Woman trafficked to China finds way back home after 30 years

By Le Lien   March 28, 2021 | 04:21 pm GMT+7
A 43-year-old trafficking victim has reunited with her family and spent the past one year relearning Vietnamese and taking care of her elderly parents.

For a year now the family Ha Van Hoat, 69, in the northern Phu Tho Province has seen the most laughter and joy in 30 years. His daughter, Ha Thi Chien, returned home more than 30 years after being tricked and sold in China.

Hoat's family is poor. He walks with a limp due to a disability in his right leg while his wife has been lying in bed for years after suffering from a paralytic stroke.

After feeding the family’s geese, Chien returns to their hilltop stilt house, which was built with support from the government, approaches her mother’s bed and cares for her.

Despite the poverty, she says she is happier than in China.

She recalls that when she was 12 she was tricked by an acquaintance who invited her to China and promptly sold her to a family as soon as they crossed the border.

Ha Thi Chien in her house in Phu Tho Province. Photo by VnExpress/Le Lien.

Ha Thi Chien in her house in northern Phu Tho Province. Photo by VnExpress/Le Lien.

"They forced me be a sex worker at night. It was very humiliating. I tried to escape multiple times but failed since it was strictly guarded. They tortured me with whips after getting caught and I was deeply in pain."

She shudders even now thinking about her time there.

She says 10-20 years passed in the blink of an eye, and her dream of returning home seemed unattainable.

But in early 2020, taking advantage of the Covid-19 outbreak in China, she was able to escape from her captors and return home.

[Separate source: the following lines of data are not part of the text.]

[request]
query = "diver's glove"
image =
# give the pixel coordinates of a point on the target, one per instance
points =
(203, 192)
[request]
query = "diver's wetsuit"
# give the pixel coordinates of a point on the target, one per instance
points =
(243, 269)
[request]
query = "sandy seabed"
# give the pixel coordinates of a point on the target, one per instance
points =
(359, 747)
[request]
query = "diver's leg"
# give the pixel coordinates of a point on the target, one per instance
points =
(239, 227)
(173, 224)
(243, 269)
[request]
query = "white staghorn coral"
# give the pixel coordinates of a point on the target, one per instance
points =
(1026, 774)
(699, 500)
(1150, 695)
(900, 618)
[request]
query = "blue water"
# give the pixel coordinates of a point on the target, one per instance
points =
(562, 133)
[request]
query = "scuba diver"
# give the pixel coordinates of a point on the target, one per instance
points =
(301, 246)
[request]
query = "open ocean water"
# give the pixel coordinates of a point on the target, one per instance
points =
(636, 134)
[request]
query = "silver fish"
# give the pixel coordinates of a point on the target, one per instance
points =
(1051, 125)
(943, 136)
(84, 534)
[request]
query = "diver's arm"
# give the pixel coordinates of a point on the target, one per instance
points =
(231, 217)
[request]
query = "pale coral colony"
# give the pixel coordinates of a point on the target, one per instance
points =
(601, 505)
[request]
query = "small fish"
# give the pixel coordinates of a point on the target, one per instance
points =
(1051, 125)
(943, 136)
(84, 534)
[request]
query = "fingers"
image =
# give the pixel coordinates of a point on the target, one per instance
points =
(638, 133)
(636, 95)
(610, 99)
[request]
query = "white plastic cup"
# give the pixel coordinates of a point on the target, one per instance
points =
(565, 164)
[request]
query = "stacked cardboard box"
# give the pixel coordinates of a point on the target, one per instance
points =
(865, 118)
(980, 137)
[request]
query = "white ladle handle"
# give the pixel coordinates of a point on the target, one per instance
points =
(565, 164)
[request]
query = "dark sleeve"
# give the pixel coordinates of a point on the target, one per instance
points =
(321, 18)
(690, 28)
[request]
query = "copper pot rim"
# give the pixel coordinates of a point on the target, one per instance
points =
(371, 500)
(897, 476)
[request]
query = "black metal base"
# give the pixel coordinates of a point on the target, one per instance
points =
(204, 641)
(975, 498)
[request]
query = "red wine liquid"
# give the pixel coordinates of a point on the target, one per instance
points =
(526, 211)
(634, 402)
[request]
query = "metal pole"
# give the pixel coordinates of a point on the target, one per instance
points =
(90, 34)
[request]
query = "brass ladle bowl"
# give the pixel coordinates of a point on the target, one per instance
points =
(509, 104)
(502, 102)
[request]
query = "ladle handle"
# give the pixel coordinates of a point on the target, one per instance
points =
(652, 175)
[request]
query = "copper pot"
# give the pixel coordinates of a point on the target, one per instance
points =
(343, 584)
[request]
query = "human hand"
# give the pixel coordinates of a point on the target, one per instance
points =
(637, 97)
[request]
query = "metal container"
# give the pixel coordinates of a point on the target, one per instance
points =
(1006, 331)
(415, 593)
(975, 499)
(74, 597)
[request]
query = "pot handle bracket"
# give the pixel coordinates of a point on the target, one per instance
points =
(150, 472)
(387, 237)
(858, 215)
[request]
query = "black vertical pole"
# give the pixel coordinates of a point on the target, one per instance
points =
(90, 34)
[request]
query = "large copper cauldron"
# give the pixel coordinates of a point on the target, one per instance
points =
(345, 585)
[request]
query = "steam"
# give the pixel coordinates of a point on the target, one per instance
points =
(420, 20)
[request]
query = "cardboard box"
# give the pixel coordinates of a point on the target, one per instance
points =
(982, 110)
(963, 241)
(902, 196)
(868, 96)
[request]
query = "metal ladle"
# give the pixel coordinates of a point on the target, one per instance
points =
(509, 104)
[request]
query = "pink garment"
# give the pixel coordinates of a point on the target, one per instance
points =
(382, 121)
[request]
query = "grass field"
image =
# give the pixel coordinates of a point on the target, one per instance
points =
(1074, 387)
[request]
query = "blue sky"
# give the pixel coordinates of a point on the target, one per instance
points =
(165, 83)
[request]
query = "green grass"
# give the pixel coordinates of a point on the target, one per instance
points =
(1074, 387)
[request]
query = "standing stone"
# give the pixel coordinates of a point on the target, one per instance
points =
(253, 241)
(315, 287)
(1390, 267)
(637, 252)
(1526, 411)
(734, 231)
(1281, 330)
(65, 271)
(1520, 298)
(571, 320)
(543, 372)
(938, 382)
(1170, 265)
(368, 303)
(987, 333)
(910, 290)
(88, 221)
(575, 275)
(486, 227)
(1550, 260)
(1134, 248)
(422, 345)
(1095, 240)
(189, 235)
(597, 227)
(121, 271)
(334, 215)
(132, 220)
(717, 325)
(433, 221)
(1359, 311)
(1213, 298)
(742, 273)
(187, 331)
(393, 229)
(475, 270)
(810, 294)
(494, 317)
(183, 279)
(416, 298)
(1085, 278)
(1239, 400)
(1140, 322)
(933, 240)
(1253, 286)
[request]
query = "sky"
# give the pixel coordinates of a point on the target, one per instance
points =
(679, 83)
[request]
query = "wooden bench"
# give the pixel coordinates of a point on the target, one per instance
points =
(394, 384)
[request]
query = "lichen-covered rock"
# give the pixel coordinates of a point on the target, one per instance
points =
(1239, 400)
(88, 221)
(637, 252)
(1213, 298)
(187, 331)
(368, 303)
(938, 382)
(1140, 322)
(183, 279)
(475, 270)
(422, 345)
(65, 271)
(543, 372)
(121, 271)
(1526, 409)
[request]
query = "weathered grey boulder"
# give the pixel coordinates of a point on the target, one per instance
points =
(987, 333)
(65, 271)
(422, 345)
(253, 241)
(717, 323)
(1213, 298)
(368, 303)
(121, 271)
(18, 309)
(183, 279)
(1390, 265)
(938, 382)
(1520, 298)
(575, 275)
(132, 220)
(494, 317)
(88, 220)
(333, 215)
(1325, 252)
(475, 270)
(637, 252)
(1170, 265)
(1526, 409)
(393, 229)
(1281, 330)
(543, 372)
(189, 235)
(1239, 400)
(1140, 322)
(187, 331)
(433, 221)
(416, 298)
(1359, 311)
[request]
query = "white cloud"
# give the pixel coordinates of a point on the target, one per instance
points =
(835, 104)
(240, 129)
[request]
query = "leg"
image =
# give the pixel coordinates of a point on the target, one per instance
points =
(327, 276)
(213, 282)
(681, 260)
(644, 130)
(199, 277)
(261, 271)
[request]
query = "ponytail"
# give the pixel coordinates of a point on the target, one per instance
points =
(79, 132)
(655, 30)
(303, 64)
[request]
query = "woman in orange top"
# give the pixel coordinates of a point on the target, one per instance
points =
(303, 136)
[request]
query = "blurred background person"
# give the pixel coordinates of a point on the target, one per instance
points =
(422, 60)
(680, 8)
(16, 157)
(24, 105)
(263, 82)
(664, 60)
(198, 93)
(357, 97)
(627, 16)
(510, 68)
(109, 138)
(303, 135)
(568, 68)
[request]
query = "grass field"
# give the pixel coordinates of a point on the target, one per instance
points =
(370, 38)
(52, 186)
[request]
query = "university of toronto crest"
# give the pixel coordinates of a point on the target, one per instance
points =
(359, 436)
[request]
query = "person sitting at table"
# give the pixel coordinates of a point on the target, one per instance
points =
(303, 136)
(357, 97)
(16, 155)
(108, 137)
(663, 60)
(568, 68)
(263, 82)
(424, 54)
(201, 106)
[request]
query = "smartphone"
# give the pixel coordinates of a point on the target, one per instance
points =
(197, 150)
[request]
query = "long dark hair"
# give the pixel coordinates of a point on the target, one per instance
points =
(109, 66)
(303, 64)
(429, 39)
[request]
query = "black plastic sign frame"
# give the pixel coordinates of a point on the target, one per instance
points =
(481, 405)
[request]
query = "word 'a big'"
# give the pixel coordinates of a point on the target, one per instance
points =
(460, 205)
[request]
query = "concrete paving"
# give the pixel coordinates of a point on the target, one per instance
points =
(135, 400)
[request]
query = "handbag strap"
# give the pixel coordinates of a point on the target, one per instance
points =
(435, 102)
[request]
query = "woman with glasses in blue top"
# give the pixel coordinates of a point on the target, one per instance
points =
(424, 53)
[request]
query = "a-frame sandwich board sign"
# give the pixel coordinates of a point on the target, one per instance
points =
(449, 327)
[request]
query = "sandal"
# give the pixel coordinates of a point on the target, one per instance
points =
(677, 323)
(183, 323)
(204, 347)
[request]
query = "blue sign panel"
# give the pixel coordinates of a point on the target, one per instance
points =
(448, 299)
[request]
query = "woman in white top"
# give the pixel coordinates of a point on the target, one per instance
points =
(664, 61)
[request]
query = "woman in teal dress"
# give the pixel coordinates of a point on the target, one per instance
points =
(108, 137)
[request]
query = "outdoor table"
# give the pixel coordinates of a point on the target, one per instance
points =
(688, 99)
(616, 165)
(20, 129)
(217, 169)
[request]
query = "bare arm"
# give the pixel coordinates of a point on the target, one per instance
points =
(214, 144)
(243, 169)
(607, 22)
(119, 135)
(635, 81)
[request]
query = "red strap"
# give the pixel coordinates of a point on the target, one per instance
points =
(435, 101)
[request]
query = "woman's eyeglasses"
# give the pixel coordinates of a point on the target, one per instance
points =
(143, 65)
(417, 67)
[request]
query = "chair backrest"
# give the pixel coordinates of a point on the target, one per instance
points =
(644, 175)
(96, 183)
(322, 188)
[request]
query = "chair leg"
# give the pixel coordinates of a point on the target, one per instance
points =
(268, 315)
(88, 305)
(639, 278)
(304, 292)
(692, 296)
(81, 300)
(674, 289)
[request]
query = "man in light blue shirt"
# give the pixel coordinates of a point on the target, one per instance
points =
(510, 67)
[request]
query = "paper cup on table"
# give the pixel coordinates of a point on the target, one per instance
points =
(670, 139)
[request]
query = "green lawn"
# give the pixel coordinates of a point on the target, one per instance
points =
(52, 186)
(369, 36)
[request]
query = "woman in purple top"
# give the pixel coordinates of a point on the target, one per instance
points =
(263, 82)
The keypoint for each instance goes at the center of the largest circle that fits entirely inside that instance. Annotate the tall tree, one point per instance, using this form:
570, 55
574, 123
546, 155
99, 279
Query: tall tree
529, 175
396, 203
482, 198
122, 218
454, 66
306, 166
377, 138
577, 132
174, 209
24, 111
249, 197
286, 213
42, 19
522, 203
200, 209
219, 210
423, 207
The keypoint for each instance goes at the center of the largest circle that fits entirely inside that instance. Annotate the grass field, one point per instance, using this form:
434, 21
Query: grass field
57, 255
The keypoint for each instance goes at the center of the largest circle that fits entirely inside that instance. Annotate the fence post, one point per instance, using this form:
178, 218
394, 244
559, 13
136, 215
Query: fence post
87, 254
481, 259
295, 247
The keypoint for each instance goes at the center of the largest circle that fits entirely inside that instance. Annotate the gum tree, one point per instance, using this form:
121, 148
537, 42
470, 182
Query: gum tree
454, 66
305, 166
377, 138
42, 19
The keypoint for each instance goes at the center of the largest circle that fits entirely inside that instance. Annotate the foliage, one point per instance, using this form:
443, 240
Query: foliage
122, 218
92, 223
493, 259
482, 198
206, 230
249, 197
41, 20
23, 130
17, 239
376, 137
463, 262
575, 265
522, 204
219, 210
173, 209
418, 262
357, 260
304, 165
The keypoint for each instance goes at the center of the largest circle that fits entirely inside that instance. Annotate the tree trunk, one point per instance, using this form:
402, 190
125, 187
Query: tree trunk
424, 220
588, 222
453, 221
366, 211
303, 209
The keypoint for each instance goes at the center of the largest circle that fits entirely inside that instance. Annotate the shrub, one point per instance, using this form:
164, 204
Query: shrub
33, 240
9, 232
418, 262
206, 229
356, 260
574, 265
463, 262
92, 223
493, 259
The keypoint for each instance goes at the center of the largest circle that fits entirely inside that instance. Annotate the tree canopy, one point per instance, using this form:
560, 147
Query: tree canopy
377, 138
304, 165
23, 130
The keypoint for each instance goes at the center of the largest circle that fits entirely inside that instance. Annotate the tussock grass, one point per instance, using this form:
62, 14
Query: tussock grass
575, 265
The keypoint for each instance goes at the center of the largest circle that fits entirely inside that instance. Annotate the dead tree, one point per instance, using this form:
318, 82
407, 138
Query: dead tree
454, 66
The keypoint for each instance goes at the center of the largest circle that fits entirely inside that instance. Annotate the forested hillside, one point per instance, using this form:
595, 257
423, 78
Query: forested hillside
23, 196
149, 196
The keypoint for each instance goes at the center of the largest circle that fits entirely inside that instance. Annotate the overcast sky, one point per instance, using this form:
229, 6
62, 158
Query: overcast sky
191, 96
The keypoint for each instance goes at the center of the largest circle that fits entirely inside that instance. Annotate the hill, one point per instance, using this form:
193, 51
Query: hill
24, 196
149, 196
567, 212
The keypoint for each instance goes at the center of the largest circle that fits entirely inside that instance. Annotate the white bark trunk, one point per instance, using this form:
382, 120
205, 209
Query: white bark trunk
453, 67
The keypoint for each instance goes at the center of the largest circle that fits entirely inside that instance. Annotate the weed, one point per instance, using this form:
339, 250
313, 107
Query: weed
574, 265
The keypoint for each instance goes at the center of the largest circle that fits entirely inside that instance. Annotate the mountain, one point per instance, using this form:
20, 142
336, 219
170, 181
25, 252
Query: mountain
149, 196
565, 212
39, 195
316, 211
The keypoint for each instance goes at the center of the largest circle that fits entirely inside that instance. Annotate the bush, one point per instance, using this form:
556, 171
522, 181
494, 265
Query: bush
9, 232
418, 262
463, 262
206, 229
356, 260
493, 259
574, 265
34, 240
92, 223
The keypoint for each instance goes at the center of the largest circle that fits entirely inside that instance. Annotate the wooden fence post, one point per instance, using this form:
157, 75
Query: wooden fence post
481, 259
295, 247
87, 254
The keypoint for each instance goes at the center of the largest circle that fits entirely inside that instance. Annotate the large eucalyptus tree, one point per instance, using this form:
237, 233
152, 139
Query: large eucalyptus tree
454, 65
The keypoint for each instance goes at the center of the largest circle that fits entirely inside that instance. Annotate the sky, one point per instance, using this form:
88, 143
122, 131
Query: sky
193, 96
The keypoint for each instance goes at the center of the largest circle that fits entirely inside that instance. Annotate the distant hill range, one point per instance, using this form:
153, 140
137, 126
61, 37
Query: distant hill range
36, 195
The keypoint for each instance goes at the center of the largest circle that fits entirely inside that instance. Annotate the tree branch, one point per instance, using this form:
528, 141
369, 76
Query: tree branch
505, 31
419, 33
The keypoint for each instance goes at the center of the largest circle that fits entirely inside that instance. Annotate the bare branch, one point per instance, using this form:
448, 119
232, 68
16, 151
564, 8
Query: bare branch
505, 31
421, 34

"At the beginning of last year I and a person from Ninh Binh Province who had just got sold there found a way to escape. I was scared at first, but that girl encouraged me, saying 'We will die no matter what, and I'd rather die trying to find my way back home.' I gathered courage, and we fled that place together. We managed to get back to Vietnam after five days and nights crossing through a forest."

Chien reunites with her father after more than 30 years. Photo by VnExpress/Le Lien.

Chien reunites with her father after more than 30 years. Photo by VnExpress/Le Lien.

When Chien reached Vietnam, border guards gave her food and some money and took her to a bus station so she could return to Phu Tho. But after being away for more than 30 years, she had forgotten her mother tongue and was lost in Quang Nam Province.

Luckily for her the Quang Nam police were able to verify her time of entry, and contacted the Phu Tho Province police, enabling her to return home.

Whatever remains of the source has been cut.